Volgende week zaterdag neemt het Orgelpark zijn vierde orgel in gebruik. Het is een instrument van een Nederlandse bouwer, maar het klinkt zoals de Parijse orgelmaker Aristide Cavaillé-Coll in de negentiende eeuw bouwde. Voor kenners: een orgel van het Frans-romantische type. Zo’n orgel hadden ze nog niet in het Orgelpark.

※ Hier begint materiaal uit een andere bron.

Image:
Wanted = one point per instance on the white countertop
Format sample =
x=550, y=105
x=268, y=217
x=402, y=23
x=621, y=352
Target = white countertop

“We hadden alleen maar tweeklaviers orgels en nog geen drieklaviers orgel”, zegt Luijmes. “Het klinkt een beetje gek, maar dat is een van de redenen geweest om voor dit orgeltype te kiezen. Er zijn wel meer van dit soort orgels in Amsterdam maar die worden niet of nauwelijks gebruikt. Op het Maarschalkerweerd-orgel in het Concertgebouw bijvoorbeeld, is geloof ik maar één concert per jaar. In de stad staan al geweldige instrumenten uit de barok, zoals de orgels van de Oude Kerk en de Nieuwe Kerk. Er wordt genoeg muziek van Bach gespeeld. Daarmee zouden we ons niet kunnen onderscheiden. Datzelfde geldt voor Nederlandse instrumenten uit de negentiende eeuw. Het Orgelpark wil graag een aanvulling zijn op de bestaande orgelcultuur en wil impulsen geven aan componisten om nieuwe muziek voor orgel te componeren. Reken maar dat dit orgel echt gebruikt gaat worden.”

Ongebruikelijk

Hoe meer orgels in het Orgelpark staan, hoe minder ze bespeeld kunnen worden, omdat je meestal maar op één instrument tegelijk kunt spelen. “Dat is inderdaad een luxeprobleem”, erkent Luijmes. “Met een orgel erbij, beperk je jezelf ook. Maar het biedt ook enorme mogelijkheden. Je kunt Duitse muziek op het Franse orgel spelen en Franse muziek op het Duitse. De speler moet dan een vertaalslag maken naar het orgeltype. De Duitse romantiek gaat om kleurschakeringen en is naar binnen gericht. De Franse romantiek is meer uiterlijk. Die verschillen kun je hier in één ruimte ervaren.”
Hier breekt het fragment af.